Washington's sense of civic duty may have kept him from his cherished Mount Vernon, but biographers report that he never gave up hope that he would someday return to the leisurely, tender environment of his home. At the end of the Revolutionary War, Washington wrote to a state governor, "I feel myself eased of a load of public care. I will spend the remainder of my days in cultivating the affections of good Men, and in the practice of domestic Virtues" (Schwartz 123)
Realizing Washington's attachment to domestic life, the American public often associated him with the warmth of hearth and home, and in doing so, attached a worthiness to domesticity that gained momentum throughout the 1800s. Karal Ann Marling, in her book, George Washington Slept Here, explores the way Washington's domesticity influenced the way Americans embellished their own living spaces. Washington's image, she argues, played a significant part in the Colonial Revival of the 19th century. The image of Washington as an upstanding, practical man tending to the cares of his estate became a prototype for gentlemen and women throughout the country.
The restoration of Mount Vernon stood as the centerpiece of this movement. Virtually crumbling by the middle of the 19th century, Mount Vernon was described by an artist in 1858 as an estate in deterioration, surrounded by "squalor and general neglect" (Marling, 65). Visitors were still able to view the tomb, but the house and grounds were off-limits. After the Civil War, with the celebrations of 1876 just around the bend, citizens began to worry aloud whether the decaying state of their hero's homestead would reflect poorly on their country. People began to form groups focusing on restoring what was already considered a national monument.
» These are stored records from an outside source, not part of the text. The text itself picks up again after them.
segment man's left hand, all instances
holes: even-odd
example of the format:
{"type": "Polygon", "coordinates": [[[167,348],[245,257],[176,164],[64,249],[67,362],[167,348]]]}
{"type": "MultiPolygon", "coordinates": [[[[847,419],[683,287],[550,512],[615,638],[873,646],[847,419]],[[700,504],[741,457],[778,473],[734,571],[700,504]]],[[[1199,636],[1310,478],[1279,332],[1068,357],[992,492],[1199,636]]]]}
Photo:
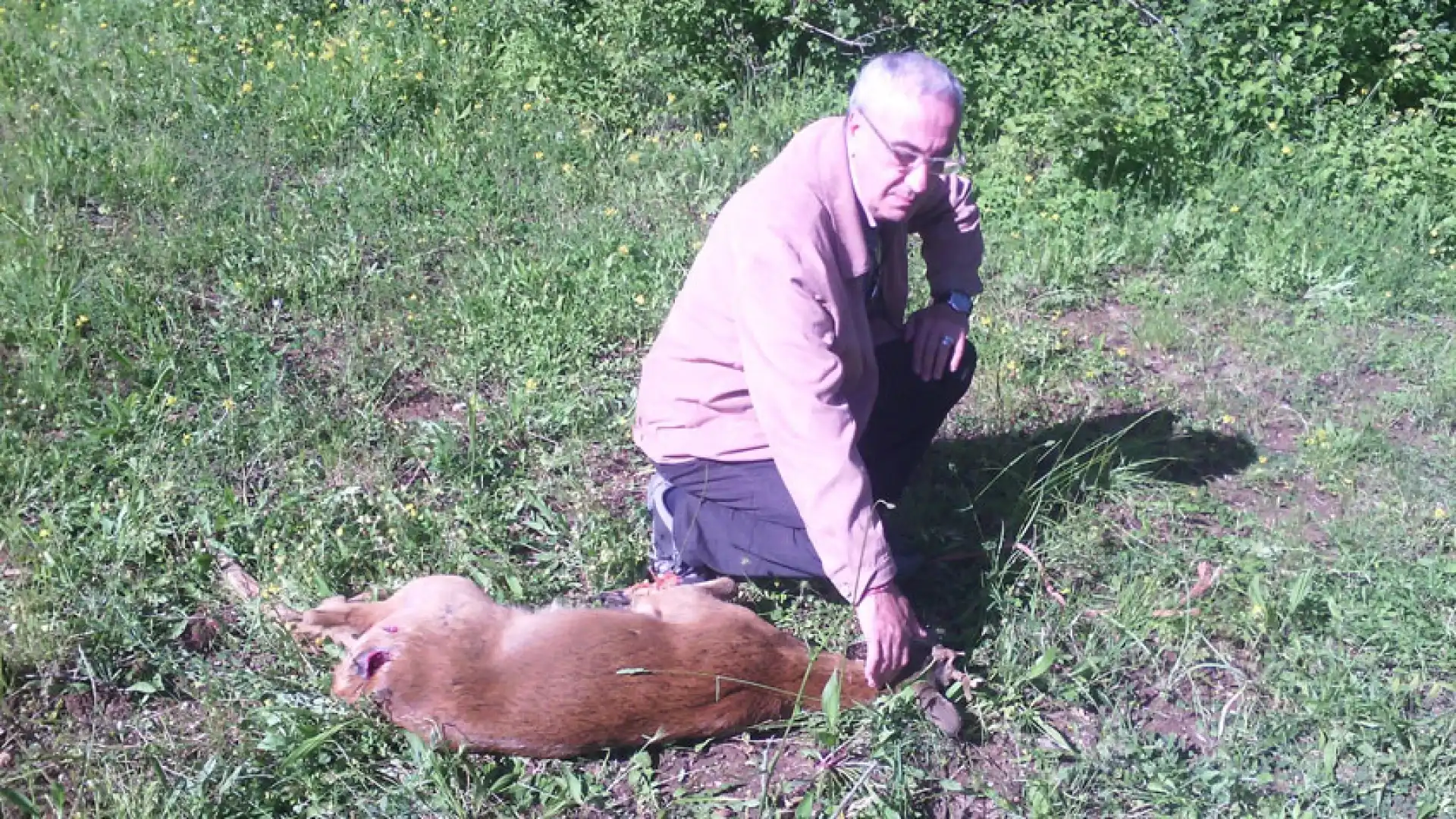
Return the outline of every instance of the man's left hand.
{"type": "Polygon", "coordinates": [[[910,313],[906,341],[910,342],[910,369],[920,380],[936,380],[946,370],[960,369],[970,324],[968,315],[942,303],[910,313]]]}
A group of women from "the best" Virginia families formed the core of this movement, calling themselves the Mount Vernon Ladies Association. By the late 1800s, the association had succeeded in saving the estate from decay and helped to refocus Washington's association with the domestic world.
The restoration of Mount Vernon included more than new paint and bricks. The interior space, in fact, received the most attention. Over time, the Mount Vernon Ladies Association collected hundreds of colonial antiques and Washington memorabilia to furnish the renovated interior. Spinning wheels, bedsteads, kitchenware and pottery added warmth to the space.
By 1880, Henry Adams' novel, Democracy lauded Mount Vernon as a popular resort. Although the house still needed several finishing touches, it was becoming a shrine of worshipped relics. Thousands of Americans made pilgrimmages to the site, hoping for a taste of the virtuous lifestyle of their beloved hero. In fact, many believed visits to Washington sites like Mount Vernon would improve their moral character. As Marling quotes within her book, one visitor found an "exquisite and friendly serenity which bathes the sense ..., that seems to be charged all through with some meaning or message of benficence and reassurance, but nothing that could be put into words" (Marling 84).